With this in mind, we find it worrying that China Tianrui Automotive Interiors' P/S exceeds that of its industry peers. Apparently many investors in the company are way less bearish than recent times would indicate and aren't willing to let go of their stock right now. There's a good chance existing shareholders are setting themselves up for future disappointment if the P/S falls to levels more in line with the recent negative growth rates.

What We Can Learn From China Tianrui Automotive Interiors' P/S?

It's argued the price-to-sales ratio is an inferior measure of value within certain industries, but it can be a powerful business sentiment indicator.
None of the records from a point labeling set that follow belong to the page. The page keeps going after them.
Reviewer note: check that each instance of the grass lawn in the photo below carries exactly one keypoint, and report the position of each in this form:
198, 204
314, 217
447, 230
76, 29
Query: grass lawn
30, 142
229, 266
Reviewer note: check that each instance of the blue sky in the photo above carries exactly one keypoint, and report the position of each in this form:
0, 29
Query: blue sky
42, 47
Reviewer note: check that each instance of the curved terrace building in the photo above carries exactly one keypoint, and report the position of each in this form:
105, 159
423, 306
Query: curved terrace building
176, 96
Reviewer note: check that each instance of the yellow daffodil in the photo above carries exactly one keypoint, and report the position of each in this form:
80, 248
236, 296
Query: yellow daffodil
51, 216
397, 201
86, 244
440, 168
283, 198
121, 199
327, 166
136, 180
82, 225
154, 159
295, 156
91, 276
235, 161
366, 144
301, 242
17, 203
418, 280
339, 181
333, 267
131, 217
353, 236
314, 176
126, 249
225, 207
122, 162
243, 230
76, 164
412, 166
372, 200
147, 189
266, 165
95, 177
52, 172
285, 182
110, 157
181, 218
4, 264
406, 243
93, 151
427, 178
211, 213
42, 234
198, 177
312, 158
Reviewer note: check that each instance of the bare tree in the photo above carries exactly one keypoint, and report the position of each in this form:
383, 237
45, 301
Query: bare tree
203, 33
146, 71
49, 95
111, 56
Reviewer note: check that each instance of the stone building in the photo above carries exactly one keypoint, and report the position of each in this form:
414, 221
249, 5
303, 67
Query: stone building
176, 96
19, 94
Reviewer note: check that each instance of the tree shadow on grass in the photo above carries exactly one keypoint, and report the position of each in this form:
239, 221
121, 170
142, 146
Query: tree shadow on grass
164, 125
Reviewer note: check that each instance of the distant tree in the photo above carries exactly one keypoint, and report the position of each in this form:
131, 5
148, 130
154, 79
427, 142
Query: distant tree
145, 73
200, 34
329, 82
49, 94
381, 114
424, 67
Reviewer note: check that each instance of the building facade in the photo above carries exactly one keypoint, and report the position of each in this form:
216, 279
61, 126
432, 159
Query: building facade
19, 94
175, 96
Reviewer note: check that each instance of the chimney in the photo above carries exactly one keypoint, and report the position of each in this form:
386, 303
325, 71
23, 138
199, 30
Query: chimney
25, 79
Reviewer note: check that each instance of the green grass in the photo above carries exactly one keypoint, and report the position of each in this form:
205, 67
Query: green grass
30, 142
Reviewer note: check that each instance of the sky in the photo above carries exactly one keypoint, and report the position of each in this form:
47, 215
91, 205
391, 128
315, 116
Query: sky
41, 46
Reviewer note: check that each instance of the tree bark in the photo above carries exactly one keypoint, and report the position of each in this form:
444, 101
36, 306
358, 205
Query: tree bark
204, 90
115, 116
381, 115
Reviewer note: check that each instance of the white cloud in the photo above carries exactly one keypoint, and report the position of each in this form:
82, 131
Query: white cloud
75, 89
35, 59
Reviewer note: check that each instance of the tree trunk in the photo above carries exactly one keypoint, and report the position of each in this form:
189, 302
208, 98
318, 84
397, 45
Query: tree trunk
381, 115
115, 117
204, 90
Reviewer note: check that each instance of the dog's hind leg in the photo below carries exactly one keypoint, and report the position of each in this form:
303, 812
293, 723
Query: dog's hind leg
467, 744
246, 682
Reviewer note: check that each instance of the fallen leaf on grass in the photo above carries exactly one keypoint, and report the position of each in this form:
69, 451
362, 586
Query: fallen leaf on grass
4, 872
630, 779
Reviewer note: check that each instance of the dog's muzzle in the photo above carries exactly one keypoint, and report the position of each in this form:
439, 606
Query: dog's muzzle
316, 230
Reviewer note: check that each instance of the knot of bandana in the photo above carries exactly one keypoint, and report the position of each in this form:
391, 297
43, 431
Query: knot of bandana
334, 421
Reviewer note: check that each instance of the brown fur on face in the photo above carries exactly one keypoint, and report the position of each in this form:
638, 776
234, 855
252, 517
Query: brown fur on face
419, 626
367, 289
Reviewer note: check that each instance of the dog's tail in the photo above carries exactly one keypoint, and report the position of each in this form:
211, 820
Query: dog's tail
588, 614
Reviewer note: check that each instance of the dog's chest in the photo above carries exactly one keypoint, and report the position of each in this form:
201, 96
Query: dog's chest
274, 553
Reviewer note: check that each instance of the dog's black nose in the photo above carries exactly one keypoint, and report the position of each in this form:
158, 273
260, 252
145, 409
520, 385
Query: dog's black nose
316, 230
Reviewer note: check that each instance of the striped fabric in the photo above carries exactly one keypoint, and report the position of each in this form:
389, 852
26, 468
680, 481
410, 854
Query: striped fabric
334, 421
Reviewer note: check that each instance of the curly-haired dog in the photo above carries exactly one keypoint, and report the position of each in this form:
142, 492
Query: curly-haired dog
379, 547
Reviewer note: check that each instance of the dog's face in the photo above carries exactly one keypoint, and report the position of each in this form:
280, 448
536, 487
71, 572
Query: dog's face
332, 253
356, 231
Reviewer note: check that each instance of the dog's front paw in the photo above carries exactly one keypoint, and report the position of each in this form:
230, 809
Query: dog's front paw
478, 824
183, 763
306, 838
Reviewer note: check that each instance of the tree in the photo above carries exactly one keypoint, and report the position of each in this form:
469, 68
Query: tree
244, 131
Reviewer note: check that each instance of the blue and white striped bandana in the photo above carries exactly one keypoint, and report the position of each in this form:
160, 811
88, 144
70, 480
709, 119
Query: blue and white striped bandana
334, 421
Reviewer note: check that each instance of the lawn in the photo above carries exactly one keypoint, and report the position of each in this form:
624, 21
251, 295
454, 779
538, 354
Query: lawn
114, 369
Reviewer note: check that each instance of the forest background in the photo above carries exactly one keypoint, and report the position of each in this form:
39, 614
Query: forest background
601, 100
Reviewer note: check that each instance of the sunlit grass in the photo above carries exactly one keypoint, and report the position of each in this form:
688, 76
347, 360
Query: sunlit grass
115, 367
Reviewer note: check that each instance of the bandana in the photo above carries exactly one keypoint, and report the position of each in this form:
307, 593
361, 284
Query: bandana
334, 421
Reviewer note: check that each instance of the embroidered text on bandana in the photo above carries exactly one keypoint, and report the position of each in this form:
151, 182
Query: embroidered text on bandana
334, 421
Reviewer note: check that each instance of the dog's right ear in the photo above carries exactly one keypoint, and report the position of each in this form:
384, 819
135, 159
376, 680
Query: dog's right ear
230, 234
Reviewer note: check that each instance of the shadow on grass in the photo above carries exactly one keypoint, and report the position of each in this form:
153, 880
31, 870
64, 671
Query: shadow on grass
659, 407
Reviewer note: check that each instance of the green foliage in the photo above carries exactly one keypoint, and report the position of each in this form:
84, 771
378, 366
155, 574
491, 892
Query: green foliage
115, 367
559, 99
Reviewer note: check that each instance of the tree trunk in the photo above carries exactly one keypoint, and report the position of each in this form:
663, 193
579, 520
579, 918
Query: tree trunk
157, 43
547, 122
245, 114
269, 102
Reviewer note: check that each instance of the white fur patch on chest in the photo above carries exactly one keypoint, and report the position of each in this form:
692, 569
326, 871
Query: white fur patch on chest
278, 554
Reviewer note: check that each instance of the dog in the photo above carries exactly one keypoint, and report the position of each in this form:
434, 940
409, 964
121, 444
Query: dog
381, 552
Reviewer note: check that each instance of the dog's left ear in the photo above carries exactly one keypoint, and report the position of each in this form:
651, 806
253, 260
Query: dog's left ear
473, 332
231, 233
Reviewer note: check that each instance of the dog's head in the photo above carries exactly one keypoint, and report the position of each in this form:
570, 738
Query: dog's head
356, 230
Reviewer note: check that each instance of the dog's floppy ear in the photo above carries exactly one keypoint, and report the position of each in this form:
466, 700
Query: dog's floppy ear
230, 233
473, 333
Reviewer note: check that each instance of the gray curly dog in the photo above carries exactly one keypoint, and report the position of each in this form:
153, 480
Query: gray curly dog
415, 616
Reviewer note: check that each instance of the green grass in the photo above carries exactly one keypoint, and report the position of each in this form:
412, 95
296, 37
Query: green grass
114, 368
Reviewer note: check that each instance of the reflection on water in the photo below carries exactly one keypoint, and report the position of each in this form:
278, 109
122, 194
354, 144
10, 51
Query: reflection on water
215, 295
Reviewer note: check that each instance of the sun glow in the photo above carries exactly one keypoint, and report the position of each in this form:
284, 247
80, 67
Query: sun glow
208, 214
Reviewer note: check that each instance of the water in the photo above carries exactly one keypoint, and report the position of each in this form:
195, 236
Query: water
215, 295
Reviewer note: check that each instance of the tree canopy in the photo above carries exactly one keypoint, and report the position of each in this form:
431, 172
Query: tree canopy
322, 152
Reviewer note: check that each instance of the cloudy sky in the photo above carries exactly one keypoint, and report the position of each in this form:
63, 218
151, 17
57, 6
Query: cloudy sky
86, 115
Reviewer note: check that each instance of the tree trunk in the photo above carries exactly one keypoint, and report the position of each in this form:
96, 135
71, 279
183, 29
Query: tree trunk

We find it unexpected that China Tianrui Automotive Interiors trades at a P/S ratio that is comparable to the rest of the industry, despite experiencing declining revenues during the medium-term, while the industry as a whole is expected to grow. Even though it matches the industry, we're uncomfortable with the current P/S ratio, as this dismal revenue performance is unlikely to support a more positive sentiment for long. If recent medium-term revenue trends continue, it will place shareholders' investments at risk and potential investors in danger of paying an unnecessary premium.

Plus, you should also learn about these 2 warning signs we've spotted with China Tianrui Automotive Interiors (including 1 which is concerning).

If you're unsure about the strength of China Tianrui Automotive Interiors' business, why not explore our interactive list of stocks with solid business fundamentals for some other companies you may have missed.

Disclaimer:This article represents the opinion of the author only. It does not represent the opinion of Webull, nor should it be viewed as an indication that Webull either agrees with or confirms the truthfulness or accuracy of the information. It should not be considered as investment advice from Webull or anyone else, nor should it be used as the basis of any investment decision.
What's Trending
No content on the Webull website shall be considered a recommendation or solicitation for the purchase or sale of securities, options or other investment products. All information and data on the website is for reference only and no historical data shall be considered as the basis for judging future trends.